The Holy Father tells us in his letter that we should value the unchanging nature of God’s ways with us, but always be open to understanding that there are many ways to treasure it. ‘Let us never forget that “the expression of truth can take different forms. The renewal of these forms of expression becomes necessary for the sake of transmitting to the people of today the Gospel message in its unchanging meaning”.

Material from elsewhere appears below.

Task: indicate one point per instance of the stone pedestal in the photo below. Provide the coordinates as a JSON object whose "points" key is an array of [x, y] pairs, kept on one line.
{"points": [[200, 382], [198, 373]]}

‘All of this has great relevance for the preaching of the Gospel, if we are really concerned to make its beauty more clearly recognized and accepted by all. Of course, we will never be able to make the Church’s teachings easily understood or readily appreciated by everyone. Faith always remains something of a cross; it retains a certain obscurity which does not detract from the firmness of its assent. Some things are understood and appreciated only from the standpoint of this assent, which is a sister to love, beyond the range of clear reasons and arguments. We need to remember that all religious teaching ultimately has to be reflected in the teacher’s way of life, which awakens the assent of the heart by its nearness, love and witness.
‘In her ongoing discernment, the Church can also come to see that certain customs not directly connected to the heart of the Gospel, even some which have deep historical roots, are no longer properly understood and appreciated. Some of these customs may be beautiful, but they no longer serve as means of communicating the Gospel. We should not be afraid to re-examine them. At the same time, the Church has rules or precepts which may have been quite effective in their time, but no longer have the same usefulness for directing and shaping people’s lives. Saint Thomas Aquinas pointed out that the precepts which Christ and the apostles gave to the people of God “are very few.” Citing Saint Augustine, he noted that the precepts subsequently enjoined by the Church should be insisted upon with moderation “so as not to burden the lives of the faithful” and make our religion a form of servitude, whereas “God’s mercy has willed that we should be free.” This warning, issued many centuries ago, is most timely today. It ought to be one of the criteria to be taken into account in considering a reform of the Church and her preaching which would enable it to reach everyone.’